Pioneering animation scribe/executive Joe Ruby passed away on Wednesday, August 26 at the age of 87 and, though his was a life fully and well-lived with a variety of accomplishments littering his star-studded resume, he will best be remembered by countless children both present and past as one of the parents of the iconic Scooby Doo cartoon franchise. He is survived by Carole, his wife of sixty three years, four children and a whole passel of grandkids.
Born on March 30, 1933 as Joseph Clemens Ruby in Los Angeles, California, there was little indication early on that this amiable gentleman would go on to re-popularize the ascot and parcel out a million and one Scooby snacks to fans worldwide. Instead, after working as an inbetweener at Walt Disney Productions where he learned the art and the craft of hand drawn animation, he became another sort of hero when he served in the Navy during the Korean War, working as a sonar operator. Perhaps the very act of having to stare over a tiny sonar screen for hours foreshadowed his own ultimate involvement in the world of small screen television. Or is that a tad too on the head? Suffice it to say that the Navy and Joe Ruby eventually and amicably parted ways and, although the future visionary attempted a career for a short time in live-action television, it was animation and the limitless possibilities therein inherent that ultimately called him to the now nigh mythical Hanna-Barbera Productions. There, the budding animator and writer lucked into a life-changing partnership with Ken Spears. Teaming up, the two visionaries created a veritable stable of cartoon evergreens for William Hanna and Joseph Barbera including the likes of Dynomutt and Jabberjaw. But it wasn’t until the two men sat down and brainstormed into four colored life a wiseacre talking dog, his voracious beatnik pal, an ascot wearing crime sleuth, a brainy and bespectacled girl and a shimmering ingenue with red hair and a micro-skirt that they finally hit creative and commercially lucrative pay dirt.

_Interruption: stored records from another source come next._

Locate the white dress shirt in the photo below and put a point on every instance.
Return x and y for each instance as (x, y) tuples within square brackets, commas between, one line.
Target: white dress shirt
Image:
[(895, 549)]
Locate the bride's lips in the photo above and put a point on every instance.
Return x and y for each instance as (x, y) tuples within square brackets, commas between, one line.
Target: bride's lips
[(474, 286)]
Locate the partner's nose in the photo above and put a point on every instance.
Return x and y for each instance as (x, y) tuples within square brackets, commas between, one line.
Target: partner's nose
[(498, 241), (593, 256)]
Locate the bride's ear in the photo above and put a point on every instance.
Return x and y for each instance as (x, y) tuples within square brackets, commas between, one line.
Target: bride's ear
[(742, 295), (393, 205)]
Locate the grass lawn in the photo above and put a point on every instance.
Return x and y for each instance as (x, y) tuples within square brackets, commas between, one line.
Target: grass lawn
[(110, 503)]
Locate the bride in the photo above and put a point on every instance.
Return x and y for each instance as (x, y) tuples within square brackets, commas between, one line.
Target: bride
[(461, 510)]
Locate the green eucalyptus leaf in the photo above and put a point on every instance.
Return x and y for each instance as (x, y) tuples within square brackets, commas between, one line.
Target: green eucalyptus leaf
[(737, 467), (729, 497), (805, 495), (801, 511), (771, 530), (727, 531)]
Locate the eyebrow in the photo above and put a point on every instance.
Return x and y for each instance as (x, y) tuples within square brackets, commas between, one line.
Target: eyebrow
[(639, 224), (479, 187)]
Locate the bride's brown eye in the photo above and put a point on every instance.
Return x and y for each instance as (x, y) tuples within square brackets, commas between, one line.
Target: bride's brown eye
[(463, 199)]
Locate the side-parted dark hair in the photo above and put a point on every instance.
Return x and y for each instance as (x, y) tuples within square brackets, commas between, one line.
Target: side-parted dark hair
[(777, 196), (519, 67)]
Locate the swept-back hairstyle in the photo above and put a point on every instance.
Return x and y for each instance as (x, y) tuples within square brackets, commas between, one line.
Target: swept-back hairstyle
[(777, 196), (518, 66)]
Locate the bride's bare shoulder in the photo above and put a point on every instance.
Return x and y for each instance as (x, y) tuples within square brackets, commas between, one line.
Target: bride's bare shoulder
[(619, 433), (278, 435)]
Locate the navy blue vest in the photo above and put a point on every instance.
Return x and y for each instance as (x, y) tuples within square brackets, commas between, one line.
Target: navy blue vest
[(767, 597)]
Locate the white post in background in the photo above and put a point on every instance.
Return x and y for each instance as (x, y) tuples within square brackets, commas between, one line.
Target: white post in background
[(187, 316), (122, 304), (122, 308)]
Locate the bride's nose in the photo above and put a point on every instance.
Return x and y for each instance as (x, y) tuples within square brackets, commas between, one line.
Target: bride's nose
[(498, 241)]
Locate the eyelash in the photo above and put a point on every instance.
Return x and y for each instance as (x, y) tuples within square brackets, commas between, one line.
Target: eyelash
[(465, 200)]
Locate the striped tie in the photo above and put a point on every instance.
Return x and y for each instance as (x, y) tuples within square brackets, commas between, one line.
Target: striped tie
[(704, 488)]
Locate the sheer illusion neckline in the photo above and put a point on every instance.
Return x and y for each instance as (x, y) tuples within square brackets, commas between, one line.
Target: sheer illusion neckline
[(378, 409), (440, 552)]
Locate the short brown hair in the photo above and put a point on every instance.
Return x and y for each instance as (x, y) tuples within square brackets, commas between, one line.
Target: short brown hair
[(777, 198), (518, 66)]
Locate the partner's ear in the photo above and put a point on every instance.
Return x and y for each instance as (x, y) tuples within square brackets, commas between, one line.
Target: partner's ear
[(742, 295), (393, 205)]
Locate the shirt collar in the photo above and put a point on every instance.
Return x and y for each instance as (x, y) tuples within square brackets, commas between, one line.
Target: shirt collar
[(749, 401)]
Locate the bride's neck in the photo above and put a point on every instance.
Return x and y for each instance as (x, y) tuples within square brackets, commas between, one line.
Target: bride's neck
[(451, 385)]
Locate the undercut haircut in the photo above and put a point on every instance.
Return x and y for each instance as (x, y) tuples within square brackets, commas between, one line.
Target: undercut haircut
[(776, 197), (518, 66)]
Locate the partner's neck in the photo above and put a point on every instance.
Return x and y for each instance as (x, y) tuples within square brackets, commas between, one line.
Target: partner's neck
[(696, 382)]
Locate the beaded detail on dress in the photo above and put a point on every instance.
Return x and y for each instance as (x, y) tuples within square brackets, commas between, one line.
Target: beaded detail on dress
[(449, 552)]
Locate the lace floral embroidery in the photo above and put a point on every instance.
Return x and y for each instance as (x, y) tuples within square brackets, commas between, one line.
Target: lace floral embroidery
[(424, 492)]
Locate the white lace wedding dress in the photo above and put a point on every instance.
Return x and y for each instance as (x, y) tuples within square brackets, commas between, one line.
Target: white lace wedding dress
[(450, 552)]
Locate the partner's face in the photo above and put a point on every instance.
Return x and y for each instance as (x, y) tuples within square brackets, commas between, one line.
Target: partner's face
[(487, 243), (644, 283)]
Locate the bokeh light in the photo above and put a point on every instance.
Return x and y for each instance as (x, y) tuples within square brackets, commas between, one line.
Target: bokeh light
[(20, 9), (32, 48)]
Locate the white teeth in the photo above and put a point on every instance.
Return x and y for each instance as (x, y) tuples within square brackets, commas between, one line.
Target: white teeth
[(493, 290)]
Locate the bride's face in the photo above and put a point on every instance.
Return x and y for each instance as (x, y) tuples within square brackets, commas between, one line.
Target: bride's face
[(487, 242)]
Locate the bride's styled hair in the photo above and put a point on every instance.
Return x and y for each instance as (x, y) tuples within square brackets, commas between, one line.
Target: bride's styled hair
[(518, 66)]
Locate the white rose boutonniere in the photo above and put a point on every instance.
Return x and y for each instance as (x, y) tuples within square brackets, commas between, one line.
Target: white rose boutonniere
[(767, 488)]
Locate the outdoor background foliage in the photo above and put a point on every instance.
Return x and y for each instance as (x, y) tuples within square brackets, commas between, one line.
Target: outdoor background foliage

On September 13, 1969 (a Saturday, natch!) the premiere episode of Scooby-Doo, Where Are You took the kiddie world by storm and nothing would ever be the same again. With the standard Saturday morning formulaic plot – a story done all in one with a neat opening, middle act and revelatory finale – stocked from floor to rafters with characters that were anything but formula or cliché, the series quickly became a staple of everyone’s childhood, whether they lived in Brooklyn, New York or Brooklyn, Tennessee. The clever quips from the five main protagonists – Scooby-Doo, Shaggy, Fred, Velma and Daphne – along with fast paced storytelling and a killer soundtrack made this cartoon something special indeed. So much so that, in one iteration or another (traditional animated show, comic books, feature live action films, video games, standalone animated features, computer animated films, etc.) Scooby-Doo and the Mystery Gang have always been with us, becoming a generational best friend to children still mastering the rules of the world and remaining a steadfast companion to millions of us who grew up watching Scooby as kids ourselves. Like guardian angel Clarence from Capra’s It’s a Wonderful Life, Scooby is the canine angel on our shoulder and the lessons he taught us as kids are just as relevant now as they were when we were just knee-high to a grasshopper; All of this because of Joe Ruby and partner-in-crime Ken Spears.
Although Ruby and Spears only wrote the first five episodes of Scooby-Doo, Where Are You, the basic building blocks of who the characters of the show were and the framework that consisted of the gang’s mysteries and how they went about solving them has endured to this day.
Joe Ruby went on to have even more great success as an executive producer after Scooby-Doo, having his hand in a variety of well-received projects such as animated versions of Punky Brewster, Rambo and the Police Academy films. Ruby, ever the visionary, was never insecure about collaboration, at one point even teaming up with iconic comic book artist Jack Kirby. But it always came back to that beautiful Great Dane and his zany crew of pals tooling around the countryside in the Mystery Machine solving crimes wherever they were needed. Somehow, in my own mind’s eye, that’s what I like to think of Joe and his creations doing right now, even as I type this appreciation out: Ever moving down a late night, fog shrouded lonely road, looking for fun and adventure around every bend even as we the audience stand longingly in the rearview mirror of the Mystery Machine, receding from the Mystery Gang’s view waving them a fond farewell. Of course, Scooby and company are still around, but today – without Joe – they seem a little more diminished, their magic still there but forever now lacking the unique guiding hand of one of their creators.
Happy trails, Joe. Jinkies, we’ll sure miss you.